しかしアリが多い裸地で巣坑を新たに掘り直すメリットはあるのでしょうか?
(アリの少い営巣地を探すべきでしょう。)
本格的な穴掘りには至らず、試掘に終わりました。

巣口がすぐ近くにあるのに、なかなか戻れないで探しています。
1円玉を置いたせいで迷子になったとは考えにくいですが、ほとぼりが覚めるまであえてしばらく巣に近寄らないようにしているのかな?
一難去ってまた一難。
道中、もう一匹のジガバチが飛来するや突然飛びかかりました。
1/5倍速のスロー再生↓で確認しても、同種のジガバチ♀が喧嘩をしかけてきたのか♂が交尾を試みたのか不明です。
攻撃?を加えた蜂はすぐに飛び去りました。





ジガバチ別個体と喧嘩した直後も真空行動が見られました。

ようやく探し当てた巣口に入ると、閉塞石の除去を再開。
今回は作業の合間に獲物を点検しに行きません。
獲物に集るアリはあえて無視して穴掘り作業に専念する作戦のようですが、アリには通用しないようです。

1円玉の横(巣口の真上)に置いた獲物に次々と蟻が襲いかかり、蜂の孤軍奮闘が続きます。
まさに無間地獄で、泣きっ面の蜂は興奮して飛び回ります。
またもや獲物を抱えて逃げ出しました。
その後を寄生ハエ♀(シロオビギンガクヤドリニクバエ?)が執拗に追いかけます。
映像には写っていませんが、個体識別のため隙を見て白色の油性ペンで蜂の腹背にマーキングを施しました。

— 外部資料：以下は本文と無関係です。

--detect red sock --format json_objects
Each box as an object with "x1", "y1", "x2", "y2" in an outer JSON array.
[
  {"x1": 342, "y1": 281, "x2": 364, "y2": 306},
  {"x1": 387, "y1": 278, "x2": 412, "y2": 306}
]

先程のジガバチ別個体が獲物を盗む可能性があるからです(労働寄生、盗寄生)。
ジガバチ♀白は裸地をぐるぐる逃げ回った挙句、再び巣口の真上に獲物を置きました。
逃避行中のジガバチ♀白が休憩してアリを撃退している間に寄生ハエが大胆にも芋虫の上に乗りました。
獲物の腹端にはアリが一匹かじり付き、一緒に引きずられて行きます。
穴掘りを再開しても、獲物に続々とアリが群がって来ます。

四面楚歌で搬入作業が全く捗りません。
ジガバチとクロヤマアリでは体格差があり過ぎて格闘してもアリに勝てない(致命傷を与えられない)のが問題です。
アリは蜂の攻撃を素早くかわして逃げますし多勢に無勢です。
巣坑に侵入し物色する大胆なアリもいます。
見るからにジガバチの敗色濃厚です。
遂にジガバチ♀白は獲物を諦めて飛び去ってしまい、戻って来ませんでした。
獲物の搬入・貯食行動を観察できず残念でした。
同定のためジガバチ♀白を採集したかったのですけど、逃げられて残念。
胸部の接写もできませんでした。
(この近くで以前採集した♀♂個体はヤマジガバチと写真鑑定してもらいました。)
使われなかった巣穴に草を差し込んでみると斜坑で、深さはそれほどでもありませんでした。
理想を言えば営巣を最後まで見届けてから独房を発掘して貯食物と卵を採集し蜂の子を飼育する計画でした。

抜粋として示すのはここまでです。